Motoya selalu berusaha, untung menggoreskan kuas warna dalam hati putihnya yang kosong. Menggambarkan sosok Rintarou yang baginya terlalu sempurna untuk digapai dan dituangkan.

Saat seperti ini, layaknya goresan warna lembayung senja yang menghangatkan. Menghidupkan kembali setiap harap dalam dirinya.


Gerakannya terhenti mana kala Rintarou menangkup tangannya, mengecupi punggung tangan hungga buku-buku jarinya sebelum meletakkannya di dekat dadanya.

“Kapan kamu bangun?”

“Dari tadi, pas kamu gerak-gerak terus. Tapi aku diem aja, kayaknya kamu lagi asik banget ngeliatin aku”

Motoya tidak menjawab ataupun bersemu, biarlah, untuk saat ini ia membiarkan Rintarou terbang dengan harap dan percaya dirinya. Toh memang betul adanya.

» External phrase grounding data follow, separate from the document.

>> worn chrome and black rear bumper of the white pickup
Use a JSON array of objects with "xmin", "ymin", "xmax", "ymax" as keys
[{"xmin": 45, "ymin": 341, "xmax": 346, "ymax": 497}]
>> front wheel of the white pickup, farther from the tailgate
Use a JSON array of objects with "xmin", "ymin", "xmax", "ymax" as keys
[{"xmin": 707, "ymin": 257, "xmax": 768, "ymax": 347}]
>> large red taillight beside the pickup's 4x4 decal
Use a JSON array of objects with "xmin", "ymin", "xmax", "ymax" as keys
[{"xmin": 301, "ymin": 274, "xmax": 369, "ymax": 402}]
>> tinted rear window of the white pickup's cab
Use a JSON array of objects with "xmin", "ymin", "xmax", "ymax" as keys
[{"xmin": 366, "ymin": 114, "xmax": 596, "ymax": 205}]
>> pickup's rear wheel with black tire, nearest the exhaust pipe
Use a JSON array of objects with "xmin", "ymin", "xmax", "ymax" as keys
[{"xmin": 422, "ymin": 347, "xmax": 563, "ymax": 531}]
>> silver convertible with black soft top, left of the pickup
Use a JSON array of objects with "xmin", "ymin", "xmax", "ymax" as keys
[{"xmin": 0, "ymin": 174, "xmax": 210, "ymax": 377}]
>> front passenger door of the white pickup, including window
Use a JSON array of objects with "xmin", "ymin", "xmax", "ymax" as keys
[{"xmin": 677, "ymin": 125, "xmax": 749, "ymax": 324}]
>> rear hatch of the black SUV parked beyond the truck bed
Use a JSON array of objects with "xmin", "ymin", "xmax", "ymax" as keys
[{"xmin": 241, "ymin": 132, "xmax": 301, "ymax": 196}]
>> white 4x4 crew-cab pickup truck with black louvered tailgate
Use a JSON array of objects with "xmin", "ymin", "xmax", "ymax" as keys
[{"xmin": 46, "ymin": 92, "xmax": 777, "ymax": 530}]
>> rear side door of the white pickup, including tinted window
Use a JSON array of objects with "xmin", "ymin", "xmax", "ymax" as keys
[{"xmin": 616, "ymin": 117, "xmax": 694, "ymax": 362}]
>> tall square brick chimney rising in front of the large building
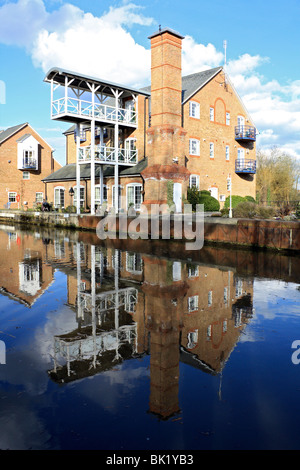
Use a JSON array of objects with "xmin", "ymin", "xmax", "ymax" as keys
[{"xmin": 142, "ymin": 28, "xmax": 189, "ymax": 211}]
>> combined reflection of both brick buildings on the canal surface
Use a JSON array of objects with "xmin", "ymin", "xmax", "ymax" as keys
[{"xmin": 0, "ymin": 226, "xmax": 298, "ymax": 450}]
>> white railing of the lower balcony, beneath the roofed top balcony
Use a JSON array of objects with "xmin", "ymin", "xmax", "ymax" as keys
[{"xmin": 79, "ymin": 145, "xmax": 138, "ymax": 165}]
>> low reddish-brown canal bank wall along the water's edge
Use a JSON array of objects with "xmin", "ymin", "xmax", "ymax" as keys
[{"xmin": 0, "ymin": 210, "xmax": 300, "ymax": 253}]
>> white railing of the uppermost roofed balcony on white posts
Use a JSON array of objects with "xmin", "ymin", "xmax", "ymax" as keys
[{"xmin": 51, "ymin": 98, "xmax": 137, "ymax": 125}]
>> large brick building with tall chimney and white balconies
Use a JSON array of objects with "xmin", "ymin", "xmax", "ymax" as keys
[{"xmin": 44, "ymin": 29, "xmax": 256, "ymax": 213}]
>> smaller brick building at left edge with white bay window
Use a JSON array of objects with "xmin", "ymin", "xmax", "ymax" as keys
[{"xmin": 0, "ymin": 123, "xmax": 61, "ymax": 209}]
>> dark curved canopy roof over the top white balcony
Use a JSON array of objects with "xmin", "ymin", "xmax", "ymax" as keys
[{"xmin": 44, "ymin": 67, "xmax": 149, "ymax": 96}]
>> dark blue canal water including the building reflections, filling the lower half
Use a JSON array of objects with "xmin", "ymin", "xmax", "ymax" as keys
[{"xmin": 0, "ymin": 225, "xmax": 300, "ymax": 451}]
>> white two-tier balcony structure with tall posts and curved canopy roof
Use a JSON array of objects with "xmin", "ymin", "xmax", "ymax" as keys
[{"xmin": 44, "ymin": 68, "xmax": 149, "ymax": 215}]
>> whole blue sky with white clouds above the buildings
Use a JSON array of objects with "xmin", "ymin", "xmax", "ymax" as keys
[{"xmin": 0, "ymin": 0, "xmax": 300, "ymax": 164}]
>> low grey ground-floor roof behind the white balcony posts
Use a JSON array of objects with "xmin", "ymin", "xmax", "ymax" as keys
[{"xmin": 42, "ymin": 158, "xmax": 148, "ymax": 183}]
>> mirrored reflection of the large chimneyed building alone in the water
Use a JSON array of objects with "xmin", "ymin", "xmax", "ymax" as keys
[{"xmin": 48, "ymin": 242, "xmax": 253, "ymax": 419}]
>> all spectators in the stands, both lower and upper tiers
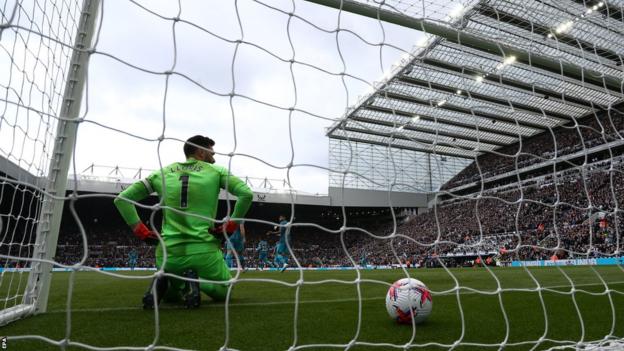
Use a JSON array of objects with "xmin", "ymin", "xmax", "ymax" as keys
[{"xmin": 6, "ymin": 111, "xmax": 624, "ymax": 268}]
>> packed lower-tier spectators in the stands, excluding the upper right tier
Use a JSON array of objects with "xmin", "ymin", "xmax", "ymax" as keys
[{"xmin": 46, "ymin": 157, "xmax": 624, "ymax": 268}]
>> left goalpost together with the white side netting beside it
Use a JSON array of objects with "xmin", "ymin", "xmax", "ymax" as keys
[{"xmin": 0, "ymin": 1, "xmax": 93, "ymax": 324}]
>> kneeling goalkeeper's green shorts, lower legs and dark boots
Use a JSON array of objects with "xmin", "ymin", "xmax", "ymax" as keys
[{"xmin": 156, "ymin": 245, "xmax": 232, "ymax": 302}]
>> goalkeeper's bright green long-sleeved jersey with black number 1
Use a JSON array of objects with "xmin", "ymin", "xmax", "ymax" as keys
[{"xmin": 115, "ymin": 158, "xmax": 253, "ymax": 253}]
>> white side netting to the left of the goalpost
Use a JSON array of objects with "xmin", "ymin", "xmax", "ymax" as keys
[{"xmin": 0, "ymin": 1, "xmax": 80, "ymax": 311}]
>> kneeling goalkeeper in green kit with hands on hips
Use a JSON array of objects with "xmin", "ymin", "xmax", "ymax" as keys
[{"xmin": 115, "ymin": 135, "xmax": 253, "ymax": 308}]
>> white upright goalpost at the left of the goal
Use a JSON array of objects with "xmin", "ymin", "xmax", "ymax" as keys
[{"xmin": 0, "ymin": 0, "xmax": 100, "ymax": 325}]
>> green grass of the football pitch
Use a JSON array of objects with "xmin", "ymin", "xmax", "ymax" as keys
[{"xmin": 0, "ymin": 266, "xmax": 624, "ymax": 350}]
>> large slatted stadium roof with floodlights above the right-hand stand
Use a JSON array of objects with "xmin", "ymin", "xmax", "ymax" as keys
[{"xmin": 316, "ymin": 0, "xmax": 624, "ymax": 157}]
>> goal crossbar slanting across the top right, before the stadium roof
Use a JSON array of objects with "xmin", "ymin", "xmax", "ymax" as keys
[{"xmin": 306, "ymin": 0, "xmax": 624, "ymax": 93}]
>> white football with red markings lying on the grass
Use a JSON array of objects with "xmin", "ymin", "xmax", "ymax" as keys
[{"xmin": 386, "ymin": 278, "xmax": 433, "ymax": 324}]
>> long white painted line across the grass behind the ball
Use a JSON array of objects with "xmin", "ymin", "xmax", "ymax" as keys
[{"xmin": 47, "ymin": 281, "xmax": 624, "ymax": 313}]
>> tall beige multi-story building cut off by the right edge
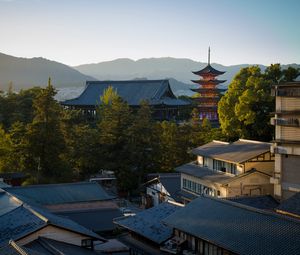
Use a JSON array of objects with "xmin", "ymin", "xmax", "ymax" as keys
[{"xmin": 271, "ymin": 82, "xmax": 300, "ymax": 200}]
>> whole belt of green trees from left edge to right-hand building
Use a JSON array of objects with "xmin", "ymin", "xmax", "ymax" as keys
[{"xmin": 0, "ymin": 64, "xmax": 299, "ymax": 191}]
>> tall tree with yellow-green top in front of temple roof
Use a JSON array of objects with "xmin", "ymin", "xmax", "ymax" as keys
[{"xmin": 97, "ymin": 87, "xmax": 134, "ymax": 190}]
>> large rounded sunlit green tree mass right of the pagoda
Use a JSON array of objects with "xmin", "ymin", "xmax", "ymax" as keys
[{"xmin": 218, "ymin": 64, "xmax": 300, "ymax": 141}]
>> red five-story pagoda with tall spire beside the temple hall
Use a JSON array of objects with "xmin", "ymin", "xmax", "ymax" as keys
[{"xmin": 191, "ymin": 48, "xmax": 226, "ymax": 125}]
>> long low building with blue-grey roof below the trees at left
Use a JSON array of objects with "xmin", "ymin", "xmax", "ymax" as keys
[{"xmin": 5, "ymin": 182, "xmax": 122, "ymax": 232}]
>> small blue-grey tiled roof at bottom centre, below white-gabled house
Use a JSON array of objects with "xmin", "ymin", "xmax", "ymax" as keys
[{"xmin": 114, "ymin": 202, "xmax": 182, "ymax": 244}]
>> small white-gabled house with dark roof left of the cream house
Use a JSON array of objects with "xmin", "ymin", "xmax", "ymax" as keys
[{"xmin": 143, "ymin": 173, "xmax": 181, "ymax": 208}]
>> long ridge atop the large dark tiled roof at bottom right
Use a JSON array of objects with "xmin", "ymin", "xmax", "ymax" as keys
[{"xmin": 207, "ymin": 195, "xmax": 300, "ymax": 224}]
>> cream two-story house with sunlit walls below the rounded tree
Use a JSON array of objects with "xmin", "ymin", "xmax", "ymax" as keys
[{"xmin": 176, "ymin": 139, "xmax": 274, "ymax": 201}]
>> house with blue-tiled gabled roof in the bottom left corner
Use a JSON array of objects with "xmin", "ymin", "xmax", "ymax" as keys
[{"xmin": 0, "ymin": 190, "xmax": 128, "ymax": 255}]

“Aku ganteng ya? Makanya ga bisa berhenti ngeliatin?”

“Lebih dari itu, kamu menawan”

Kedua kelopak tersebut perlahan membuka, manik sejernih jenggala itu kemudian beradu tatap dengan manik sedalam lautan miliknya.

“Kamu mikirin apa?”

Motoya menggeleng, tersenyum tulus ke arah Rintarou.

“Rintarou”

“Ya?”

Ia loloskan satu kecupan singkat, “Kamu berharga buat aku, banget.”

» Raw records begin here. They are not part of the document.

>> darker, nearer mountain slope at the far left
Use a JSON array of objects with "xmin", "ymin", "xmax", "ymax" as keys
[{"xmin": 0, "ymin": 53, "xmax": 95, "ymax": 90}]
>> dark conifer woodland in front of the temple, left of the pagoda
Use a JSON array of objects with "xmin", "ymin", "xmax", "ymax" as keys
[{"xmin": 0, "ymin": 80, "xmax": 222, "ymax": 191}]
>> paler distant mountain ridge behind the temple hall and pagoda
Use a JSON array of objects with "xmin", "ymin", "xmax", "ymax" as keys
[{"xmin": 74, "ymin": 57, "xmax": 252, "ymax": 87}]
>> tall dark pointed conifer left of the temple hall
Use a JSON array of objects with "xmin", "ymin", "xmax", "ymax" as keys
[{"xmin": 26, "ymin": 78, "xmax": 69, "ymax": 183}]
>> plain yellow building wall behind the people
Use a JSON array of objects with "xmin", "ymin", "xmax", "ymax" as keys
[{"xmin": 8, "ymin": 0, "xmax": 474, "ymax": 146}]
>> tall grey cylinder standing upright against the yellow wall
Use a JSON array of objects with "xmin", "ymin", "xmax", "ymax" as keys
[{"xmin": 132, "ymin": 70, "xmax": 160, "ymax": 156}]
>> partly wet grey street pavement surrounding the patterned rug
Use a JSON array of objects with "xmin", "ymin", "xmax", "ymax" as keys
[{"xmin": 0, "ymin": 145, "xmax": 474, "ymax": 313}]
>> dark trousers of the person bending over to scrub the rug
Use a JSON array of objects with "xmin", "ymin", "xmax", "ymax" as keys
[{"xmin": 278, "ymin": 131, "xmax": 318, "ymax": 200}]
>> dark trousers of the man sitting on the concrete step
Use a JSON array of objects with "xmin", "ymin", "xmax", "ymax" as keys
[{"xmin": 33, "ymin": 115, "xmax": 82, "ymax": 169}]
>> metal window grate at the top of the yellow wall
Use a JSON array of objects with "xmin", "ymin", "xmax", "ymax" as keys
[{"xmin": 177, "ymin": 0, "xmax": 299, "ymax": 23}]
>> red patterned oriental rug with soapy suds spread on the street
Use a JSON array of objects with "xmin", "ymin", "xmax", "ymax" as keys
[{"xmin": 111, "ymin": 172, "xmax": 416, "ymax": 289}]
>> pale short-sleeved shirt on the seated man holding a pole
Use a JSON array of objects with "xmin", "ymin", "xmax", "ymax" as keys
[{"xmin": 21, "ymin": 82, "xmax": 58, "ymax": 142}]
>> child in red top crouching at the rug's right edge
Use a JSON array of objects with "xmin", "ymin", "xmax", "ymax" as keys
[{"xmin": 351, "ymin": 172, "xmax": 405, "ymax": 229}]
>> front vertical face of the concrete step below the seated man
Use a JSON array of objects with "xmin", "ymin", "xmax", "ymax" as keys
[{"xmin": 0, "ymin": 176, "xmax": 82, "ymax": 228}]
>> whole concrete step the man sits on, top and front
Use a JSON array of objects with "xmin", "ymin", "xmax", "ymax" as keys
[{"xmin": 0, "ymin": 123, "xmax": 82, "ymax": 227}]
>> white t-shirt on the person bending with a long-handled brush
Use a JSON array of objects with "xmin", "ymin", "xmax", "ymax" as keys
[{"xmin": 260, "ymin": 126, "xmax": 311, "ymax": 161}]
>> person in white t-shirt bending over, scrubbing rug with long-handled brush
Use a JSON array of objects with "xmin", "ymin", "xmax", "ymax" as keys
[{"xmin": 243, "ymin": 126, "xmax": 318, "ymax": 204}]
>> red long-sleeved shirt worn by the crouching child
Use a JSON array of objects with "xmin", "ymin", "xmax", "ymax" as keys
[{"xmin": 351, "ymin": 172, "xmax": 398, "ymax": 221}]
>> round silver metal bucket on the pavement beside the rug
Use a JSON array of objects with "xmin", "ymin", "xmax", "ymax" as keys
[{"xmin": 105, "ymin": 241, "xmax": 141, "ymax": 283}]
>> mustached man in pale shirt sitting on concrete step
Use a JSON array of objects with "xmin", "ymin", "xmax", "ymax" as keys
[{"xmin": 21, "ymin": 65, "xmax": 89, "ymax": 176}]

“Terima kasih udah memilih berjuang malam itu”

Motoya bangkit dari ranjang mereka, tubuhnya terlihat gemerlap dibawah sinar lampu. Tidak malu menampilkan memar kemerahan dan bekas gigitan, menandakan siapa pemilik sosoknya.

Ia mengambil atasan piyama milik Rintarou, mengenakannya.

“Aku bikinin sarapan dulu”


Saat hendak meraih kenop pintu kamar milik Rintarou, suara serak khas bagun tidur lelaki tersebut menghentikannya, memanggil namanya.

“Terima kasih juga karena malam itu kamu memilih untuk menggapai genggaman tanganku lagi”

Motoya menoleh kearahnya, tersenyum simpul sebelum kemudian tubuhnya hilang di balik pintu tersebut.